Sunday Poster Session
Category: Colon
Erin Hollis, DO
Lankenau Medical Center
Wynnewood, PA
A 58-year-old male presented with a two-week history of a painless lower abdominal lump, with purulent drainage from his umbilicus. CT of the abdomen and pelvis revealed a large 14.7 x 7.5 x 10.4 cm ill-defined mass with peripheral enhancement and internal gas contiguous with the bladder dome and invading the anterior abdominal wall and umbilicus, concerning for a necrotic neoplasm (Figure). The neoplasm was suspicious for malignancy, either from a urachal remnant or a transitional cell carcinoma of the bladder. The mass was also seen to abut the anterior wall of the sigmoid colon, which could indicate either local invasion or a mass originating from the bowel wall. The patient was afebrile and labs revealed mild leukocytosis. Urine and blood cultures were obtained, as well as culture from the umbilical drainage fluid, and the patient was initiated on IV antibiotics.
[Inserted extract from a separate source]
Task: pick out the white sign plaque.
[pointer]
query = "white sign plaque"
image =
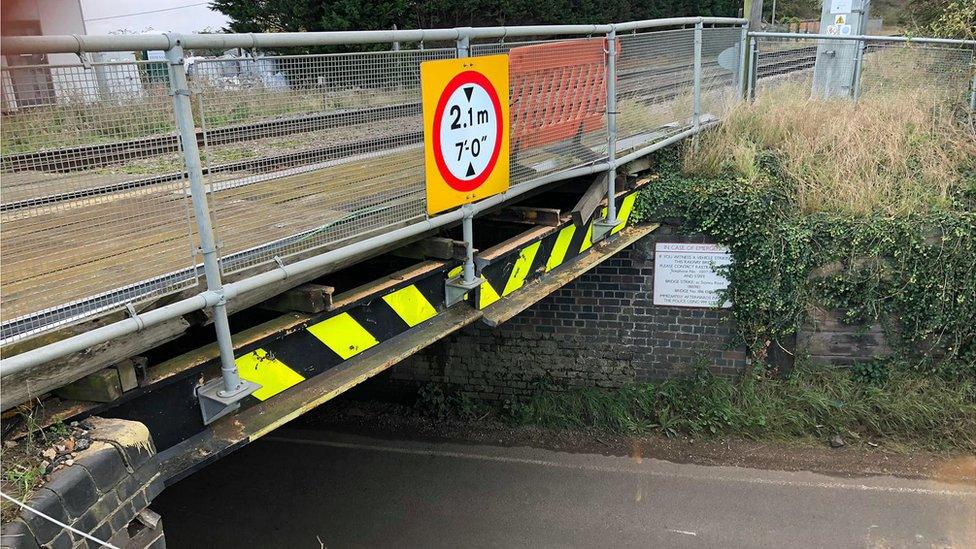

The patient was evaluated by general surgery, urology, and infectious disease. MRI of the abdomen & pelvis was obtained, and like his CT it was unable to differentiate between a urachal remnant malignancy or primary colon malignancy with extraluminal extension.
The patient underwent cystoscopy which revealed a large necrotic mass emanating from the bladder dome. He then underwent colonoscopy which revealed a large polypoid nearly obstructing mass in the sigmoid colon, and biopsies showed moderately differentiated urachal adenocarcinoma. Patient then underwent open urachal mass excision with partial cystectomy, sigmoidectomy, and small bowel resection with primary anastomosis. He subsequently initiated adjuvant treatment by oncology with folinic acid, fluorouracil, and oxaliplatin (FOLFOX).